WebScrapingCompleted¶
Sent when all requested URLs have been processed:
class WebScrapingCompleted(BaseModel):
id: str # ID of the original request
links: List[MediaLink] # List of all successfully scraped URLs
ErrorMessage¶
Sent when scraping fails for a specific URL:
class ErrorMessage(BaseModel):
agent_type: str
error_type: str
error_message: str
Behavior¶
- The agent launches a headless Chrome browser using Playwright
- For each URL in the request:
- Navigates to the URL
- Checks for successful HTTP status (200)
- Extracts the page content
- Transforms the content (to Markdown if requested)

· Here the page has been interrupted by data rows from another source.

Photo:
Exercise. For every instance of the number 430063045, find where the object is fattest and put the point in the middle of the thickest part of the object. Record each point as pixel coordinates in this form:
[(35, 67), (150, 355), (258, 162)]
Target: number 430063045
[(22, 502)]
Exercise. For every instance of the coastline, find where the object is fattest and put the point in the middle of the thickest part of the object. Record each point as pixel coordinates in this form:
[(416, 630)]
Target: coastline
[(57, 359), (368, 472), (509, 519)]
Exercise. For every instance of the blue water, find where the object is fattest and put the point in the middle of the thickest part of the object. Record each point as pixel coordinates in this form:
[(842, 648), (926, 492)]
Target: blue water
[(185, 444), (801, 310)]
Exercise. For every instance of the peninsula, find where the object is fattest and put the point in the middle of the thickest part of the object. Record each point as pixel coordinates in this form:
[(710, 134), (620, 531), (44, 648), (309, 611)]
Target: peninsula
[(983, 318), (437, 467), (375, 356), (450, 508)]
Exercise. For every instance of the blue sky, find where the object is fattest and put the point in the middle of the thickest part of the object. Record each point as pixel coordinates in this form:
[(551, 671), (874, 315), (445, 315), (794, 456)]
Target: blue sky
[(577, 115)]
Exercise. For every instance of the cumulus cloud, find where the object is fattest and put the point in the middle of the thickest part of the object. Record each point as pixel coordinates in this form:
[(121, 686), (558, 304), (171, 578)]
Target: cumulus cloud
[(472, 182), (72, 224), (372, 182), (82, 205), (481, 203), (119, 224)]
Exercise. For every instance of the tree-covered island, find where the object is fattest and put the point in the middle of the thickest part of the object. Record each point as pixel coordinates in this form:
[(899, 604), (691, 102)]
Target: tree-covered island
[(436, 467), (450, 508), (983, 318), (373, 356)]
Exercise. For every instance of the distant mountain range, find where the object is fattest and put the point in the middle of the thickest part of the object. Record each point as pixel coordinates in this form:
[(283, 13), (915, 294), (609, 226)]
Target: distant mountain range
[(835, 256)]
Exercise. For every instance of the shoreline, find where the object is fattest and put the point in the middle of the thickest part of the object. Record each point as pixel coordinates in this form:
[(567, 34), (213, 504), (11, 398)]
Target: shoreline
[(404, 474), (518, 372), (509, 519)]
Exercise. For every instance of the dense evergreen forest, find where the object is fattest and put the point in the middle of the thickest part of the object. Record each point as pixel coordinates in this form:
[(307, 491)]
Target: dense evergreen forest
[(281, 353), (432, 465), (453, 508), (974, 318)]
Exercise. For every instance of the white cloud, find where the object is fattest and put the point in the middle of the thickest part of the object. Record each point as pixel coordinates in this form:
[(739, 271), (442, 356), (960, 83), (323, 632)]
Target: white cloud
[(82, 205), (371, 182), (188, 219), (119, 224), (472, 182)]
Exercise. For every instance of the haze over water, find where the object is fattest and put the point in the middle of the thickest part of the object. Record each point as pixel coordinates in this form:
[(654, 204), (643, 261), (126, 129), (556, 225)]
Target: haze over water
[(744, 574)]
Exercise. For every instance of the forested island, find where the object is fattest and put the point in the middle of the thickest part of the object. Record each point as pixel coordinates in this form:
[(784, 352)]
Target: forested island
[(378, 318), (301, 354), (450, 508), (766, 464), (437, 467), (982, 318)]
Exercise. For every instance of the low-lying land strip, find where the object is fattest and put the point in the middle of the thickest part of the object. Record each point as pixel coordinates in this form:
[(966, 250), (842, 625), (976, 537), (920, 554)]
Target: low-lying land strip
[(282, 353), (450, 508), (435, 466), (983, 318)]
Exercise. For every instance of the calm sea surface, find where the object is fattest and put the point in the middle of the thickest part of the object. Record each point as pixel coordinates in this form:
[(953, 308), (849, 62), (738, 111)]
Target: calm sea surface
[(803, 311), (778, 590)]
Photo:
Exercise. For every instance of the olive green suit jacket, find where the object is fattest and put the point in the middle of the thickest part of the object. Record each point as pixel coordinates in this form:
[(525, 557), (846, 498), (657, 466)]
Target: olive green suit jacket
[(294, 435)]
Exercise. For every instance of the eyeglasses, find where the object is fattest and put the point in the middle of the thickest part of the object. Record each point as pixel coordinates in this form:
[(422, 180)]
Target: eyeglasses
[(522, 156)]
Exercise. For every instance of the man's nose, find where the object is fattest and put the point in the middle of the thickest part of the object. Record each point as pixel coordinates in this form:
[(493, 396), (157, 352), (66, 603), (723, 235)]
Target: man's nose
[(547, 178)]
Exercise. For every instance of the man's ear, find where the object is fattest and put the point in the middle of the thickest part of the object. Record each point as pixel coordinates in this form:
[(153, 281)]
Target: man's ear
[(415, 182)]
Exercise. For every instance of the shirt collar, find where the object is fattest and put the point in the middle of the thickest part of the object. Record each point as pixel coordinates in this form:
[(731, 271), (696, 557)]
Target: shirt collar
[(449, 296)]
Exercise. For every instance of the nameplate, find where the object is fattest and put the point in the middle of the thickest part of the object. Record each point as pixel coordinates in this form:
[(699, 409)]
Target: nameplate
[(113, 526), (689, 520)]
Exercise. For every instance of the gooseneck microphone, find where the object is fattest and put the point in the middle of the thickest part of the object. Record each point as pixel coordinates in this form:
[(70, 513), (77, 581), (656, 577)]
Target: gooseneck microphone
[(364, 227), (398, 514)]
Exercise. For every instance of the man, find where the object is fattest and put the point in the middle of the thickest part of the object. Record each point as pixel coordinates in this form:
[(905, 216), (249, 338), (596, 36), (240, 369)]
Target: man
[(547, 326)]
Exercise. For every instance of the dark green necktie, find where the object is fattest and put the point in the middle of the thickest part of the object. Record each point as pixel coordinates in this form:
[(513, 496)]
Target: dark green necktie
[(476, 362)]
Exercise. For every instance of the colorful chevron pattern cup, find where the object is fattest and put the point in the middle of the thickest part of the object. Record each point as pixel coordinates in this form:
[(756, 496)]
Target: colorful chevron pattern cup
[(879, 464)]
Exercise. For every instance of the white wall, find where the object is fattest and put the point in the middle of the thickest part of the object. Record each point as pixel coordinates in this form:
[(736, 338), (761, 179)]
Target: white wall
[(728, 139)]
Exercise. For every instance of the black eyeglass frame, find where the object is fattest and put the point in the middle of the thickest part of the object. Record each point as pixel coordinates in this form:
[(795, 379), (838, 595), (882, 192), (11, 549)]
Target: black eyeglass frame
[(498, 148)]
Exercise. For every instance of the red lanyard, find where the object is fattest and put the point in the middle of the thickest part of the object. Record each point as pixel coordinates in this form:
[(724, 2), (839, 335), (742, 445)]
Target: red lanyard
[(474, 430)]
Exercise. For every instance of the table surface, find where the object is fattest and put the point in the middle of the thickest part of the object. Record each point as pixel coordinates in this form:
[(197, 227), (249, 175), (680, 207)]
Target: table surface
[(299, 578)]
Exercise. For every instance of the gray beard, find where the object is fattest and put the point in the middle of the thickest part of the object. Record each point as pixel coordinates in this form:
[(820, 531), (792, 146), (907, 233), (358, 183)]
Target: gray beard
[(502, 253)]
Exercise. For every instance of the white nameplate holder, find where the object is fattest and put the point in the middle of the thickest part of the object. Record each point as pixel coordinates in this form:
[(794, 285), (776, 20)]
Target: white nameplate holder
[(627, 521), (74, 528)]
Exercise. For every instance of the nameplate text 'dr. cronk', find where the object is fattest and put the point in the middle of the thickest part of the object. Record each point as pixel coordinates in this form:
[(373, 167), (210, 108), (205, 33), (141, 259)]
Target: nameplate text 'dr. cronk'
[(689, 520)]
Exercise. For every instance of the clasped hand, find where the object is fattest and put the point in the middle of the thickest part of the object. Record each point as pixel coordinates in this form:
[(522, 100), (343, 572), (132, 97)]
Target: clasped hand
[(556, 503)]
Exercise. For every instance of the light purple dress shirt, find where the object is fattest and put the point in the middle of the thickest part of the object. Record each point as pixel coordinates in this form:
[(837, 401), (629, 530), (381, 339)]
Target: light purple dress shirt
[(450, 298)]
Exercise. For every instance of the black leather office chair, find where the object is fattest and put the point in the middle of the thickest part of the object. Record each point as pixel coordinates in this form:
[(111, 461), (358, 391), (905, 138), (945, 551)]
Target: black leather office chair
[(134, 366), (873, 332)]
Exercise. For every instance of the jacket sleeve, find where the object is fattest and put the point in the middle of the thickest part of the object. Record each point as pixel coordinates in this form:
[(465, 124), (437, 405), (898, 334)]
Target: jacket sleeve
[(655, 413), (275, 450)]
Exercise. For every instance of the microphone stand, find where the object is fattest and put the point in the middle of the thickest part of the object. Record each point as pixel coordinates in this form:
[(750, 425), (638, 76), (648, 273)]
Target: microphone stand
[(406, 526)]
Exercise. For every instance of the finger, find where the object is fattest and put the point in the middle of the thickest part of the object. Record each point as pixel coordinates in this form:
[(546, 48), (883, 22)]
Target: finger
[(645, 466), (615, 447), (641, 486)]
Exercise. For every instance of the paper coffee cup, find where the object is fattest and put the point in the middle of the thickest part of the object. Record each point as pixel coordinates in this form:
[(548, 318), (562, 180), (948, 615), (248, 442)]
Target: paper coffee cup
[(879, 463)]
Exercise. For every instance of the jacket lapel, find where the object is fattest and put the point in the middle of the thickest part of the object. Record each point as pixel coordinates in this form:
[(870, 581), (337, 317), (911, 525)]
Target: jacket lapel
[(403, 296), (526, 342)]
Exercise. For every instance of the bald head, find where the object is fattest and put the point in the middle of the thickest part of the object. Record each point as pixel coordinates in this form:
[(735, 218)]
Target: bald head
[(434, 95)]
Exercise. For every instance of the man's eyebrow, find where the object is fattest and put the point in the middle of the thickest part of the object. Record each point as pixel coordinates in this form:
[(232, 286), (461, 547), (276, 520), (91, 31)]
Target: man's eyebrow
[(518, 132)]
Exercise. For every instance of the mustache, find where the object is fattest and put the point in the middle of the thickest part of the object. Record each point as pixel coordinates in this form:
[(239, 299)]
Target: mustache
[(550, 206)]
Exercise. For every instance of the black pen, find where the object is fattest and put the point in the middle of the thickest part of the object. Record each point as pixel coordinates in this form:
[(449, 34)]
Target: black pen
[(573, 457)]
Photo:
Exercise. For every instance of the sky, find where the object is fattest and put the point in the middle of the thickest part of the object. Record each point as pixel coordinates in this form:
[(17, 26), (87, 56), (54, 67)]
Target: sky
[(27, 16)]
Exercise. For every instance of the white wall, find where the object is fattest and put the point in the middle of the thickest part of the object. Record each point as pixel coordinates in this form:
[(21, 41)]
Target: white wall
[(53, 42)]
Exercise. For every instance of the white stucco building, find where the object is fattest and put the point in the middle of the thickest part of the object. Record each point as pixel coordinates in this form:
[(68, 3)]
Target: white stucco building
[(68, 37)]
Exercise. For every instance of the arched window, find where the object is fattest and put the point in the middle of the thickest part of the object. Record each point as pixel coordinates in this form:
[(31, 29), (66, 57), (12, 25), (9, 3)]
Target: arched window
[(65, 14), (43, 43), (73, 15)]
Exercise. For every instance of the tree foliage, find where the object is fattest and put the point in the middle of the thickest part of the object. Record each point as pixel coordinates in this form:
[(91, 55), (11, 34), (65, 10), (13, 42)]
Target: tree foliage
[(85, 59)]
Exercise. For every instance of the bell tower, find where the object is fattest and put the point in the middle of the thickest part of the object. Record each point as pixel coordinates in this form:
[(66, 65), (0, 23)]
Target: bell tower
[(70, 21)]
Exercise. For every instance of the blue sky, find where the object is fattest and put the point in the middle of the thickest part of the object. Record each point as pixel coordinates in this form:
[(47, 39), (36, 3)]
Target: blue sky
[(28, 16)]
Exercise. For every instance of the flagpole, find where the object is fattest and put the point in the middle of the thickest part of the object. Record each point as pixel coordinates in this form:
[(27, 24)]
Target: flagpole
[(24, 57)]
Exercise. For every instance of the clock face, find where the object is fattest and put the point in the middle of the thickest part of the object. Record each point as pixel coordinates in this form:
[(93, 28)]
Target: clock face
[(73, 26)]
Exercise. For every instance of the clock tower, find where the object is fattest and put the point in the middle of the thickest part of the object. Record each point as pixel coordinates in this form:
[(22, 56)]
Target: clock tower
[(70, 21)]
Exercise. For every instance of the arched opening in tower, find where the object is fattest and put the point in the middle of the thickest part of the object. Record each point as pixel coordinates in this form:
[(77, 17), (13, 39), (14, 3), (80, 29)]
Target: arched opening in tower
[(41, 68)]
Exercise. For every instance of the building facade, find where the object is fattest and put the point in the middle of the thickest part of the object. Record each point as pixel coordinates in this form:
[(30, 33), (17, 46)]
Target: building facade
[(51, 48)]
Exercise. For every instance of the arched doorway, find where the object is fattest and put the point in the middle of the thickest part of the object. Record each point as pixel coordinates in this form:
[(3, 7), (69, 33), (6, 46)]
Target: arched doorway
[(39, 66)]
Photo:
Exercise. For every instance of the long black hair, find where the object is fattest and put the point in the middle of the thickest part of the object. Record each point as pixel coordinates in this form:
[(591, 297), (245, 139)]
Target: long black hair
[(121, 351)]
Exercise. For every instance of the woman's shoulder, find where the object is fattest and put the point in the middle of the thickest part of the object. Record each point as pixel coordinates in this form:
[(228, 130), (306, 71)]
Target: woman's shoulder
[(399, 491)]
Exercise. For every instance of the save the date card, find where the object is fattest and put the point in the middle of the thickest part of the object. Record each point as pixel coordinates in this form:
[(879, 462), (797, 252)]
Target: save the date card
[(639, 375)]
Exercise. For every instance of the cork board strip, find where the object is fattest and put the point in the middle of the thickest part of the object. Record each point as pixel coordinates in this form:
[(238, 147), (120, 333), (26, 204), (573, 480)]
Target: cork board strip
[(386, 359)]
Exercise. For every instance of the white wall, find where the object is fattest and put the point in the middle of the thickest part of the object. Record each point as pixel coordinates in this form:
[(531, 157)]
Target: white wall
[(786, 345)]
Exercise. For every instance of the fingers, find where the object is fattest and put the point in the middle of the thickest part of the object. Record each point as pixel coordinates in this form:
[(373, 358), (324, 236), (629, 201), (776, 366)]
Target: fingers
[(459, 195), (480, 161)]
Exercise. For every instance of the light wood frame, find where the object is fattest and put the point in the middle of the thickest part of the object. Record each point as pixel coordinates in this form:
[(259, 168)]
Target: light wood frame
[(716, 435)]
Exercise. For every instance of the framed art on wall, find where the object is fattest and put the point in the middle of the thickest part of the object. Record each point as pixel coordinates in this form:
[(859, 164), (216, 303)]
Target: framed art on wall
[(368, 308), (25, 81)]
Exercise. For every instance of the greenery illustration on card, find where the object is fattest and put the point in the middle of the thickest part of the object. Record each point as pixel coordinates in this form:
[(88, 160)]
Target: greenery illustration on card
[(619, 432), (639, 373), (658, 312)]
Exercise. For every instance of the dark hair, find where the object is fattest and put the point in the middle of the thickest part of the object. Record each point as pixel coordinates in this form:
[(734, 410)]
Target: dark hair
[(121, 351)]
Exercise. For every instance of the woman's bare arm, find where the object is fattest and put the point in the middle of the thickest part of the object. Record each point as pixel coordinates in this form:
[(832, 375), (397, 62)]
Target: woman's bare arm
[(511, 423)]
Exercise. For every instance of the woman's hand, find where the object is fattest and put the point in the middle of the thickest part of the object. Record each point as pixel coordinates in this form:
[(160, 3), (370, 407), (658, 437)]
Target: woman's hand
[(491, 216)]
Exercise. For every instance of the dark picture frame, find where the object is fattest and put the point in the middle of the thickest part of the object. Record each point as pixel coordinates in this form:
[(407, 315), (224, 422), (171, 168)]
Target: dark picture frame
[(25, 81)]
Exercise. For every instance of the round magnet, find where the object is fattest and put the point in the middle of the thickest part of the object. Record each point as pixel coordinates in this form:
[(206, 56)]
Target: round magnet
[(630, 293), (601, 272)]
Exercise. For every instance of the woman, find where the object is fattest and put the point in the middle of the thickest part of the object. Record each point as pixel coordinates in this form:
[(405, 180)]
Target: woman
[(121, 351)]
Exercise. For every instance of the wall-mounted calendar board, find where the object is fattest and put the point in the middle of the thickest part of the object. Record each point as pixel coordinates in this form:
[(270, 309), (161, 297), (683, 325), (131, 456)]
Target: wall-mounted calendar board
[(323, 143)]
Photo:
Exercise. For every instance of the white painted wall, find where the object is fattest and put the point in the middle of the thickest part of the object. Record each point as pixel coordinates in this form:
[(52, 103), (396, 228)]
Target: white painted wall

- Stores the content to the filesystem
- Emits a MediaLink message for the stored content
- After processing all URLs, it emits a WebScrapingCompleted message
The scraped content is saved in the scraped_data/
directory with filenames based on a hash of the content.
Sample Usage¶
from rustic_ai.core.guild.builders import AgentBuilder
from rustic_ai.core.guild.agent_ext.depends.dependency_resolver import DependencySpec
from rustic_ai.playwright.agent import PlaywrightScraperAgent
# Define a file system dependency
filesystem = DependencySpec(
class_name="rustic_ai.core.guild.agent_ext.depends.filesystem.FileSystemResolver",
properties={
"path_base": "/tmp",
"protocol": "file",
"storage_options": {
"auto_mkdir": True,
},
},
)
# Create the agent spec
playwright_agent_spec = (
AgentBuilder(PlaywrightScraperAgent)
.set_id("web_scraper")
.set_name("Web Scraper")
.set_description("Scrapes web content using Playwright")
.build_spec()
)
# Add dependency to guild when launching
guild_builder.add_dependency("filesystem", filesystem)
guild_builder.add_agent_spec(playwright_agent_spec)
Example Request¶
from rustic_ai.core.agents.commons.media import MediaLink
from rustic_ai.playwright.agent import WebScrapingRequest, ScrapingOutputFormat
# Create a request to scrape two URLs and convert to Markdown
request = WebScrapingRequest(
links=[
MediaLink(url="https://example.com"),
MediaLink(url="https://rustic.ai/docs"),
],
output_format=ScrapingOutputFormat.MARKDOWN
)
# Send to the agent via messaging system
client.publish("default_topic", request)
Notes and Limitations¶
- The agent requires a working installation of Playwright and a browser
- For security, it's recommended to run with appropriate sandboxing
- Consider rate limiting and respecting robots.txt for production use
- Large pages may consume significant memory